Complicating this further are varying levels of permissions/privileges, where different roles merit very different authority and access. A financial analyst working remotely, for example, has different needs than a remote sales person.
Then there are the ROI issues. Often, these zero-trust friendly techniques deliver strong ROI benefits, but unless explicitly articulated, many C-levels aren’t able to attribute benefits in employee retention, more applications in a difficult job market, shorter hold times for customers, better customer service answers and fewer supply chain hiccups as attributable to cybersecurity or analytics. And yet they are a direct cause of these benefits. This highlights a gap in measurements seen between IT and OT organizations, which leads to significant challenges in showing ROI for investment.
The new normal
The complexity of today’s hybrid environments goes well beyond remote sites. It includes an escalating migration of data to the cloud. And by “the cloud,” we really mean “many clouds.” Many enterprises have authorized arrangements with two or three cloud platforms, ostensibly to protect the enterprise in case one of the cloud providers crashes or has some other major problem. But while having a cloud environment disrupted is clearly a terrible thing, it’s hard to see how having multiple cloud environments would help since a corporate tenant is almost certainly not going to know about a breach until long after it’s happened. This highlights the need to have an overall security posture to ensure security/compliance across hybrid environments.
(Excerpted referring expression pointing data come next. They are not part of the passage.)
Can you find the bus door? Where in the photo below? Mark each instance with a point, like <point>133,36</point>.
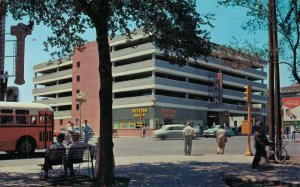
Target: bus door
<point>46,130</point>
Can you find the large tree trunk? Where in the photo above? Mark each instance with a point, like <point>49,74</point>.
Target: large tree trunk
<point>106,164</point>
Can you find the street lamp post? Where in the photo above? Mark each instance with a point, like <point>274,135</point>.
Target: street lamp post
<point>80,100</point>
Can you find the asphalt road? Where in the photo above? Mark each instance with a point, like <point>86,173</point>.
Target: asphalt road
<point>150,146</point>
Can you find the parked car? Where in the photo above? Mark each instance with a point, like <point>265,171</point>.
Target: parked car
<point>171,131</point>
<point>211,132</point>
<point>57,132</point>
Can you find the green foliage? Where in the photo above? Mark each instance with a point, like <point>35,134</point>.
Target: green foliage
<point>173,25</point>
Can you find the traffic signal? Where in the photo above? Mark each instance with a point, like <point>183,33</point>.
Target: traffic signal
<point>248,93</point>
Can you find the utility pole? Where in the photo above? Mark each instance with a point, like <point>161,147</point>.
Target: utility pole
<point>274,78</point>
<point>3,78</point>
<point>247,125</point>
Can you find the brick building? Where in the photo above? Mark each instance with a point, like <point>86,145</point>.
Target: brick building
<point>149,90</point>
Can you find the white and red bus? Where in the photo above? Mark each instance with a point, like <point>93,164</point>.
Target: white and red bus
<point>25,127</point>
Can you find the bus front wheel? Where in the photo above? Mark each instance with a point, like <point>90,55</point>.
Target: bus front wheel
<point>25,147</point>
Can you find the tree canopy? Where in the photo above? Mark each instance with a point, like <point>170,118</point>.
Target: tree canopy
<point>174,26</point>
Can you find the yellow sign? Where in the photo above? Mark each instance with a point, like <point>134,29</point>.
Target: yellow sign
<point>139,112</point>
<point>246,127</point>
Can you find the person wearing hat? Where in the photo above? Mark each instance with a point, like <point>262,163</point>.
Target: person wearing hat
<point>56,145</point>
<point>221,139</point>
<point>261,141</point>
<point>188,133</point>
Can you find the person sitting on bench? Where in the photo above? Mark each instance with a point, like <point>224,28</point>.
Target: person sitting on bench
<point>56,145</point>
<point>68,162</point>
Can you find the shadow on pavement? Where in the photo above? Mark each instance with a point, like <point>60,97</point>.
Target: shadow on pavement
<point>205,174</point>
<point>187,174</point>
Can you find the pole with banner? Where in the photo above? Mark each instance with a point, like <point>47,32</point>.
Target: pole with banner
<point>246,124</point>
<point>80,100</point>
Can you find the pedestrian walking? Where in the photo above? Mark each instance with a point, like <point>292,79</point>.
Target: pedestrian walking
<point>221,139</point>
<point>57,145</point>
<point>188,133</point>
<point>287,131</point>
<point>87,134</point>
<point>69,132</point>
<point>261,141</point>
<point>144,129</point>
<point>293,132</point>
And although redundancy is important, leveraging multiple clouds, both public and private, is often more about best execution venue for an application. Each public cloud has strengths and weaknesses and private clouds can often be preferable from a cost perspective. There is also the concern of vendor lock in. Organizations need to ensure they have the flexibility to move their applications to another cloud (public or private) if their needs change, costs increase, or performance degrades.
And those are just the IT-authorized clouds. What about all of the Shadow IT clouds purchased by users or a workgroup without corporate permission? What about cloud environments used by distribution partners? A major retail site, for example, is just as likely to have problems due to a partner’s problems as its own.
More and more, companies are pushing these decisions to the business units that need to take advantage of technology to drive competitive differentiation. Enterprises are also empowering the business units to make IT related decisions and providing the framework for those business units to make those decisions. The framework would reference security/compliance requirements, and standard infrastructure guidelines to support.
Although on-prem was cut back sharply during the early days of the pandemic, most enterprises maintained some on-prem position. The initial cutback was almost solely staffing-based, as policy sometimes prevented sufficient staffing to manage the on-prem operations. But as much as CIOs felt the need to move on-prem to the cloud, they couldn’t shift everything because some of those on-prem applications simply couldn’t move to cloud infrastructure.
This highlights the technical debt problem. Many campus environments haven’t been upgraded in several years. Now that requirements are changing as people return to the office, does it make sense to re-invest? How can we make sure that investment doesn’t go to waste? One of the key attributes to IT infrastructure investment today is to create an agile environment, one that can scale up or down based on the business’ evolving needs. This is one of the reasons customers are looking at more “as a service” options.